Alessandro Celli is a research-led industrial designer who focuses on the myths and implications of new technologies, as well as their impact on today’s society. He works within the fields of fictional and critical design, with a specific interest in fictional artifacts and virtual environments. Recent work has addressed the surreal mechanisms of computational predictions, as well as the physicality of data infrastructures. His background includes both technical and artistic education in product and industrial design. These, combined with his interest in music production and sound design, shape his cross-pollination approach to the discipline.
The Cloud is both everywhere and somewhere. It is both a global phenomenon, with its worldwide network of layered infrastructures, and a composition of local physical elements, which are affecting - and are affected by - their surroundings. Data infrastructures are ubiquitous, both invisible and visible, absent and present, containing yet inaccessible. They create a territory which is part of a new landscape that is key to the functioning of our digital lives.
Exploiting the weaknesses of their physicality can defy the mythology of the Cloud, revealing how ironic and earthly it is, thus reducing the immense hierarchical gap that separates us – Users – from tech corporations.
Cloud Zoo is an interactive installation that functions as a collateral reading of the Cloud’s structure through its surroundings. It is a semi-fictional diorama where nature interacts and merges with the physical body of the Cloud, creating a new landscape of unexpected connections, defying geographical limitations. The goal is to reduce the seemingly infinite size of the digital realm to a scale that is more relatable to humans, exploiting its own physicality.

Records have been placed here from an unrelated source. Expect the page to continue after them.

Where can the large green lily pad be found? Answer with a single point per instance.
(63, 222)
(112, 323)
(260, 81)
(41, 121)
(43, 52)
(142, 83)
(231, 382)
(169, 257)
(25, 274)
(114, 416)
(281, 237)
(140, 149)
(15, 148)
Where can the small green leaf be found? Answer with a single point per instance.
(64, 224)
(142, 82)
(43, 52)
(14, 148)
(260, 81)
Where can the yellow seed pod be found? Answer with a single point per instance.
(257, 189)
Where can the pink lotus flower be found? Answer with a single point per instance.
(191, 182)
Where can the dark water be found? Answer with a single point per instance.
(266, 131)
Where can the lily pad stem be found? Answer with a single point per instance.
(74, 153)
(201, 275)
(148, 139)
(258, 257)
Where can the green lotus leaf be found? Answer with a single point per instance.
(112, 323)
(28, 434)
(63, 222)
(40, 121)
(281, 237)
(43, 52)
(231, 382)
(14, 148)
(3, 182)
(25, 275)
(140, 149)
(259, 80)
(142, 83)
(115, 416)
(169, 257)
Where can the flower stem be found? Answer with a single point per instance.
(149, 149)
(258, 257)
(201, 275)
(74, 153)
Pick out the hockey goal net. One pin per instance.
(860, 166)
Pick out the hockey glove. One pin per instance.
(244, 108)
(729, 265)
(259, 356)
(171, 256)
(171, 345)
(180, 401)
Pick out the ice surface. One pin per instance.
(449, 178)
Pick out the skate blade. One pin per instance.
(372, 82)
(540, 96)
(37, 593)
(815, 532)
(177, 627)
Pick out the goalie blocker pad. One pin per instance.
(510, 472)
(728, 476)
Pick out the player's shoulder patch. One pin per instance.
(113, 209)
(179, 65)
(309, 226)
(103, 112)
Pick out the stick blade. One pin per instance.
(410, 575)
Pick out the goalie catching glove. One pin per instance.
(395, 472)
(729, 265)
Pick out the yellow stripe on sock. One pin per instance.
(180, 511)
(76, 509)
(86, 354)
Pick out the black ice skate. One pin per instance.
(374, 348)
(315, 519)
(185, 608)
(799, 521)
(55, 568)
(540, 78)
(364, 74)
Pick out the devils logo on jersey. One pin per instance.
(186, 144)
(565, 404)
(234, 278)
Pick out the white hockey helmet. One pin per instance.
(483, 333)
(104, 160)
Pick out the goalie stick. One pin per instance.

Every single action we take online is far from being immaterial and ethereal as we may seem to believe. In fact, it triggers a chain of events that mostly takes place inside windowless data centers and through cables buried underground or submerged underwater.
Data centers, the physical appearance of the cloud, are the paradigm of infrastructural facilities of the 21st century. There is a secrecy to them, a mysterious aura, that heavily contributes to shape the common idea of the digital realm to be immaterial and ethereal. The cloud is not supposed to be touched, heard nor seen, as its abstract bits of information float in a very distant place from us. One of the most rapidly expanding industries in the last decades is pushed to fit in our collective imagination as something that does not pollute, make sounds, fill space or even touch the ground. Usually embracing the warehouse aesthetic, the physical appearance of such places does not express their great significance on what it means to exist today.
However, acknowledging their very physicality is key to understand how these ubiquitous complex systems work and relate to us. Just imagine the sound of ten thousand fans spinning. This is just one part of the physical counterpart of what happens online. It is the endless hum of the air conditioning systems of the data center that run 24/7/365 to cool down our digital selves. Again, if you were to follow the wires of your Internet cable from the wall of your house you may eventually end up finding yourself in a data center in the middle of nowhere on the other side of the planet. Lack of clarity about the infrastructures that drive many aspects of our daily lives in the background is something to take into account, since the role they play in our lives is exponentially growing, and we are left behind. Just to put things into perspective, 90% of the world’s data has been created in the last two years alone.
The unprecedented rate at which these new technologies are spreading is, in fact, too fast for us to be able to consume and internalize. In the last decade, the biggest companies of the world by market capitalization became Apple, Amazon, Alphabet, Microsoft and Facebook, dethroning the oil giants like Shell and ExxonMobil. The information industry is now the new petroleum industry.
My aim is to tear apart the impenetrable layer of secrecy and strict control that overlooks the information industry. This is meant to open it up to a more accessible and approachable understanding, possibly allowing further different interpretations from and for those who do not have access to the unmanned zones of the cloud.